Vote-swapping site aims to defeat Tories

Tactical voting for the UK's coming general election is moving online with the launch of a new Web site
Written by Jane Wakefield, Contributor

A vote-swapping site which encourages people to vote tactically in order to prevent the Conservatives winning the forth-coming general election has been launched this week.

Users wishing to vote tactically are registered on the site -- www.tacticalvoter.net -- and paired up via email with someone who is returning the favour by voting tactically in their area. Users pledge to vote tactically for the candidate most likely to defeat the Conservative candidate in their constituency and the site will keep a running total of how many people are voting for which party.

Online voting has long been touted as a way of increasing democracy but to date all governments have shied away from implementing it, claiming the security risks are too high. However many political campaigns have found a new lease of life via the Net, notably the anti-capitalist marches in both London and Seattle which were co-ordinated largely online.

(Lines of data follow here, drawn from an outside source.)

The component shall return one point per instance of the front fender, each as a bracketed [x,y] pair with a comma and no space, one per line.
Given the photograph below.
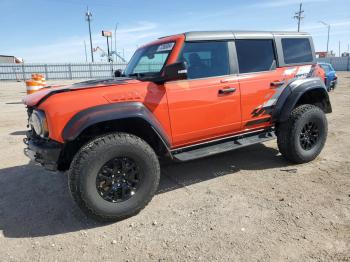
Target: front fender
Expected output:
[108,112]
[294,92]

The idea for the site was inspired by a online campaign during the US presidential election. Nadertrader.org and votetrader.org had 1,500 Greens pledging to vote Democrat in Florida. According to tacticalvoter.net if the sites had started a few weeks earlier, they might have gathered the small number of extra swappers needed to keep George Bush out of the Whitehouse.

According to the Web site vote-swappers have "nothing to lose but a Tory MP". "There are dozens of UK seats with majorities of under 2000 that could very easily be swung by voteswappers -- contributing to a historic Tory meltdown that might bring them to their senses and stop the party dragging British politics towards the right," reads the introduction to the site.

The Conversative party has been outraged by the site and called on the Electoral Commission to investigate immediately. However, according to the Electoral Commission the site is perfectly legitimate. "There is nothing illegal about it. People are entitled to use their vote in any way they wish," a spokesman told ZDNet News.